She’s in a strange mood, posting a poem rich with Biblical
references.
She also “liked” a video on YouTube that is about the trail
of St. James – a pre-Reformation trail that followed St. James’ track through
Spain in the years following the death of Christ.
The Way of St. James, also known as the Camino de Santiago
in Spanish, is a famous Christian pilgrimage route that takes pilgrims through
Spain, France, and Portugal to the city of Santiago de Compostela in northwest
Spain. The route is a network of scenic paths that have been followed for over
1,000 years to visit the tomb of the Apostle St. James in the cathedral at
Santiago de Compostela.
The Way of St. James was one of the most important Christian
pilgrimages during the later Middle Ages, and a pilgrimage route on which a
plenary indulgence could be earned; other major pilgrimage routes include the
Via Francigena to Rome and the pilgrimage to Jerusalem.
What is most significant in her looking and liking that YouTube
video is the concept of indulgences, and the Christian idea that sins could be
forgiven although also suggesting the sinner must be punished none the less.
What message is she trying to convey and to whom?
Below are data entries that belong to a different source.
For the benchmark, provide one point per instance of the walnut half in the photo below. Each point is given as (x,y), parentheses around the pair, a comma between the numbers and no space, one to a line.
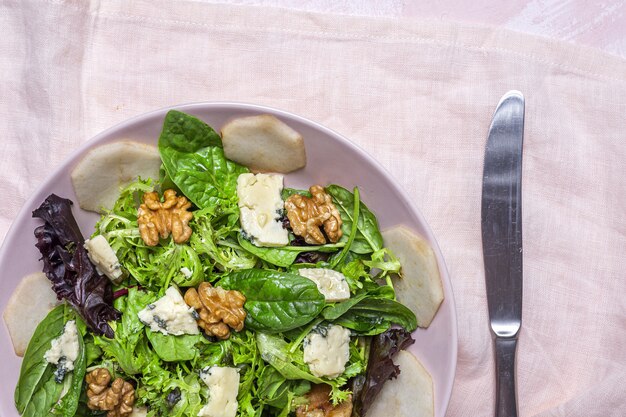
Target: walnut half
(319,404)
(219,310)
(117,399)
(158,219)
(308,214)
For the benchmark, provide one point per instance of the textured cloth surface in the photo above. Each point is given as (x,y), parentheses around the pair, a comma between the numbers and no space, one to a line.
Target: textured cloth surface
(417,95)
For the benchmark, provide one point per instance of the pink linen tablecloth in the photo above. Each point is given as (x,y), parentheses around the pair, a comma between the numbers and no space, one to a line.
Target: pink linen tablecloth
(419,96)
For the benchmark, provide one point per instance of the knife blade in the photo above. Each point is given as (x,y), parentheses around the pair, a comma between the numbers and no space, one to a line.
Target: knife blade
(501,224)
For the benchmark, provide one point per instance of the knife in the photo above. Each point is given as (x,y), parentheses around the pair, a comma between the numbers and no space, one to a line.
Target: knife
(501,223)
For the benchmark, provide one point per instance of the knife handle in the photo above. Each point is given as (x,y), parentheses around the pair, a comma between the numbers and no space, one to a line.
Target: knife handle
(506,394)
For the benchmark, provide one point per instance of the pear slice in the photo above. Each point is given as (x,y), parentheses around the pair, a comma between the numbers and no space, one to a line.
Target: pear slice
(264,144)
(31,301)
(420,287)
(408,395)
(99,176)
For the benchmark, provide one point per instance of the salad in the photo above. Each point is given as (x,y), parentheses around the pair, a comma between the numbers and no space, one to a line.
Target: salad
(214,291)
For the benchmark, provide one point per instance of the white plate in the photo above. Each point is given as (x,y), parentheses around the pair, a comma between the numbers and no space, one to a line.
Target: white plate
(331,158)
Earlier this year, she also “Liked” a YouTube broadcast of “Pretty
Woman,” which is a film about a prostitute being rescued from “the life.” These
two stand out from her usual liked videos which were mostly about eating
disorders, yet some how tie into her poem last spring about fair/unfair, and
the girl she met who was deeply wanton, a term she has used about herself in
the past as well.
She posted this poem on Friday, the second in three days
which may or may not be connected to our being in the same place at the same
time on Wednesday.
The previous poem talked about her being a pawn and her
struggle to maintain her free will.
This current poem deals with sin and guilt, and opens with
the well-known quote from the Bible as to have the person who is without sin
cast the first stone -- referring how
many in Biblical times tended to stone people for sins like adultery or lewdness
and such.
She follows up this by saying that for years she’s hit
herself with this stone because she could not claim the ability to throw,
though she’s the one who judged herself and the judgement only applies to
herself.
She says she sees the irony buy slightly altering the original
quote to say “let him among you who cannot first send a stone judge him (or her
self for being unable).
And she says this had been her motto until she realized her
hypocrocy was far greater than the original edict.
Essentially, the poem says she has been for years unable to judge
others because she sees herself as full of sin.
But then, she has judged herself in a never-ending cycle of
sinner judging a sinner (which is herself, something she finds a bit hypocritical
– a sinner should not be judging herself, the irony is that she shouldn’t judge
herself because – by the standards of the edict, she is not without sin so
cannot cast the first stone, even if she herself in the person she is throwing
the stone at.
You might argue this as a convoluted justification for her
actions, only it seems to revert back to that poem last spring about
fair/unfair, in which she can’t be judged by the rules of a society that has
basically put her in this position.
More importantly, this poems says, she should not beating
herself up over, even though from her liking of the St. James and the Pretty
Woman videos, she may be seeking a way to resolve it, one asking for indulgence
that will resolve her of her sins, the other hoping for something or someone to
rescue her.
These poems make it clear that she is once again in a crisis,
more complicated even that the situation of being in love with someone who can’t
be or wont’ be with her.
Suddenly she’s woken up to the fact that she has been used
or manipulated (as a pawn) and seems to be caught up in something over which
she has no control.
It is impossible to determine to whom the poem is aimed. It
is a confession of sorts, but also reeks of defiance, as like that scene from
the movie “Network,” in which one of the main characters shouts: “I pissed off
as hell and I’m not going to take it anymore.”